Мимо нас проплывали размытые тени, будто водой несло утопленников – не то людей, не то вырванные с корнем деревья. Мне сдавило грудь, и я закричал:
– Осторожно, папа! Нет, остановись! Пожалуйста! Давай постоим!
Он обернулся ко мне, и я схватился руками за ногу, ее пронзила резкая боль, такая же острая и невыносимая, как в тот день. В тот короткий день, когда произошла авария. В тот первый день, когда боль была нестерпимой. Когда мне показалось, что машина сейчас взорвется и разлетится на части, как в видеоигре. Я помню кровь на приборной панели, но самое яркое воспоминание – это звук, с которым спасатели извлекали нас из машины. Похожий на грохот кастрюль и сковородок на кухне ресторана, а еще – на скрежет, с которым врезается в сталь консервный нож. И еще я помню маму, ее лицо цвета красной герани, ее раны, расцветавшие прямо у меня на глазах. Рот, из которого шли пузыри. Такое даже представить себе страшно.
Когда у человека перед глазами происходит настоящий ужас – думаю, сразу он его не видит и осознаёт лишь много времени спустя, когда герань и пузыри рассеиваются. Вот бы глаза могли лгать – как бы это было хорошо, как утешительно. Со страхом – то же самое.
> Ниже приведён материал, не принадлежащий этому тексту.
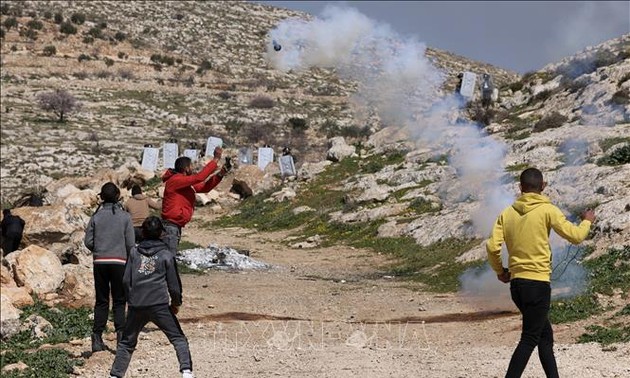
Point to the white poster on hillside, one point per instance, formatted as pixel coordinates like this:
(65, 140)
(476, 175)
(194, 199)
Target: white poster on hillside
(287, 166)
(170, 152)
(212, 143)
(150, 157)
(468, 84)
(192, 154)
(245, 155)
(265, 156)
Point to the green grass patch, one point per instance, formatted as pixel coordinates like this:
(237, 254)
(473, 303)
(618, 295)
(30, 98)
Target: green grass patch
(68, 324)
(616, 333)
(606, 273)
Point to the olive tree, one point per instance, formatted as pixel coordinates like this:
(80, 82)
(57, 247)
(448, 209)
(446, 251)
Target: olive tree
(59, 102)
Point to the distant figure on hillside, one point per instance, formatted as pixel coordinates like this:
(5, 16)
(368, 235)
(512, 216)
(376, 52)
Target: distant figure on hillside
(151, 280)
(180, 186)
(487, 88)
(109, 235)
(524, 228)
(12, 229)
(138, 206)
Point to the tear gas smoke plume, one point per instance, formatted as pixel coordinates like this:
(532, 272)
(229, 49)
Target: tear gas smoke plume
(399, 83)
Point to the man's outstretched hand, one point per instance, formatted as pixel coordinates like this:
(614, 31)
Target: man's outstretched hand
(589, 215)
(504, 277)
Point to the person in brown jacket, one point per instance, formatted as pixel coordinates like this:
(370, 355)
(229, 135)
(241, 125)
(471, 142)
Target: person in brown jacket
(138, 206)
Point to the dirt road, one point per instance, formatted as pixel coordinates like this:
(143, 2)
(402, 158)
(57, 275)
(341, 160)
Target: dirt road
(333, 313)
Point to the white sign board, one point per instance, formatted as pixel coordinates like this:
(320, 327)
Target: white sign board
(170, 152)
(468, 84)
(265, 156)
(192, 154)
(213, 142)
(150, 156)
(287, 167)
(245, 155)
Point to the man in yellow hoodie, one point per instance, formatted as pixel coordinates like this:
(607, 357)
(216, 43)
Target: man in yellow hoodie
(524, 228)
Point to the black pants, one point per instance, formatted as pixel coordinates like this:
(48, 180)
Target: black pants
(161, 316)
(108, 278)
(138, 233)
(533, 300)
(11, 242)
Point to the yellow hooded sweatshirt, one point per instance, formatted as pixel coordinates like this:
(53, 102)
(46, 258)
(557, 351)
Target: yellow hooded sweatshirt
(524, 227)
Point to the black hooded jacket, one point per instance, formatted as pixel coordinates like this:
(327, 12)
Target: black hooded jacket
(151, 276)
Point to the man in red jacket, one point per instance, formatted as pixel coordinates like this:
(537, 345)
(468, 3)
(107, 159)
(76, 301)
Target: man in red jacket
(179, 194)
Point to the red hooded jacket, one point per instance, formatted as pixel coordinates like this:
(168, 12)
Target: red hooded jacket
(179, 192)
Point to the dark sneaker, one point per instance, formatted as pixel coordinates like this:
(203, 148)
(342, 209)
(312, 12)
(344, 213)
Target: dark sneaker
(97, 343)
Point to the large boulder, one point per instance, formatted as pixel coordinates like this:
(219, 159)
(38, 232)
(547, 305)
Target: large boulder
(339, 150)
(9, 318)
(37, 269)
(19, 296)
(59, 228)
(78, 286)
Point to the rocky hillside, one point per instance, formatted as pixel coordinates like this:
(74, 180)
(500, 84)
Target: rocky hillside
(146, 72)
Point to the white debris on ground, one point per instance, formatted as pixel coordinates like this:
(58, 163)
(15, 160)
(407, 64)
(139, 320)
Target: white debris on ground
(219, 258)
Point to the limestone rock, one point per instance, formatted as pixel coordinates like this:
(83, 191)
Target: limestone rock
(339, 150)
(19, 296)
(78, 286)
(369, 215)
(36, 268)
(309, 171)
(38, 326)
(6, 277)
(9, 317)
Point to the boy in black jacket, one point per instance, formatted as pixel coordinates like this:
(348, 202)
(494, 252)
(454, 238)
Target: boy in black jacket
(150, 279)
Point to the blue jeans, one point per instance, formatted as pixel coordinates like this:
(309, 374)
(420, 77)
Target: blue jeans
(533, 299)
(172, 236)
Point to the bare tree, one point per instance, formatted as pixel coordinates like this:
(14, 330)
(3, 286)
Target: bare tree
(59, 102)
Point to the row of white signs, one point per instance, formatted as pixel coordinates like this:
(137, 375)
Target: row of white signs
(170, 153)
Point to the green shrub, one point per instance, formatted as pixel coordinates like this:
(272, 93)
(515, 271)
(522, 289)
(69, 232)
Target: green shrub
(35, 24)
(298, 124)
(95, 32)
(619, 156)
(50, 50)
(10, 22)
(67, 28)
(77, 18)
(552, 121)
(262, 102)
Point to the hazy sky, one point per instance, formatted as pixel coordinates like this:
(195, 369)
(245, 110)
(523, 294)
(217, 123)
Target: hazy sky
(518, 35)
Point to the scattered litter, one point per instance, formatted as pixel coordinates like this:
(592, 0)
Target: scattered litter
(219, 258)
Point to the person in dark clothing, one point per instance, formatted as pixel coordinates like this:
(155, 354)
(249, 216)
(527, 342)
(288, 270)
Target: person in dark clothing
(12, 229)
(110, 237)
(150, 279)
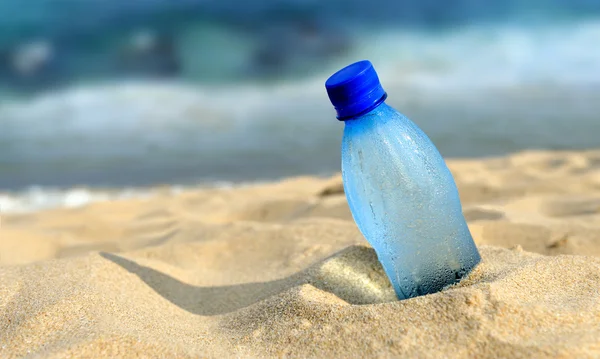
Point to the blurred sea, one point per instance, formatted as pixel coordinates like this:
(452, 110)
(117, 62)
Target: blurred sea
(113, 94)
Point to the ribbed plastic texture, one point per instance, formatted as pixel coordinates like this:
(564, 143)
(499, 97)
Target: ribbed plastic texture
(355, 90)
(405, 202)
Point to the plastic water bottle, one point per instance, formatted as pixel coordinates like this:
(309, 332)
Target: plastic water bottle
(401, 194)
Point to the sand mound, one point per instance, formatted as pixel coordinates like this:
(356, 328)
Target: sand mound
(281, 270)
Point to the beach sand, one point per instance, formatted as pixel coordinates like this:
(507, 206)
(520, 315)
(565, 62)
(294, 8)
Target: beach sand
(280, 269)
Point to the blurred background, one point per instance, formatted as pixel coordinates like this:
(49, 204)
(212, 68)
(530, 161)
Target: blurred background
(114, 94)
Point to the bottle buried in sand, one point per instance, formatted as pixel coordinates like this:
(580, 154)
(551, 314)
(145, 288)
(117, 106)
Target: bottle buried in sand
(401, 194)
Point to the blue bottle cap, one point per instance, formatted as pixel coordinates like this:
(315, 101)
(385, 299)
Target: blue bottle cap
(355, 90)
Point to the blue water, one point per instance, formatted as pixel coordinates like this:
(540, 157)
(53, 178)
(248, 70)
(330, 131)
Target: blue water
(191, 91)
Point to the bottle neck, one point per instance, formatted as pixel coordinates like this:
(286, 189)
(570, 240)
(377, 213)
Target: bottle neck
(379, 104)
(368, 109)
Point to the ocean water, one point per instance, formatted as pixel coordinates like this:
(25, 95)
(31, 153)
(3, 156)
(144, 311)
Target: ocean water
(249, 105)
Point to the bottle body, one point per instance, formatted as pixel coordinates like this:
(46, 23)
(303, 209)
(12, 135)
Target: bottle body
(405, 202)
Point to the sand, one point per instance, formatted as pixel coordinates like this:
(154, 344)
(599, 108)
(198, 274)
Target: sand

Моя нога дрожала, ладони – тоже. Я продолжал смотреть на руки отца, но боялся взглянуть ему в лицо. Его поведение казалось мне необъяснимым и нелогичным. От психиатра уместнее было бы ждать совсем другого: он мог бы поговорить со мной, объяснить все четко и по делу – но ничего подобного. Его молчание сбивало с толку, казалось, он сам в нем теряется. Эта загадка с самого дня аварии не давала мне покоя. Я твердо сказал:
– Папа, я хочу выйти. Мне страшно. Хочу выйти из машины.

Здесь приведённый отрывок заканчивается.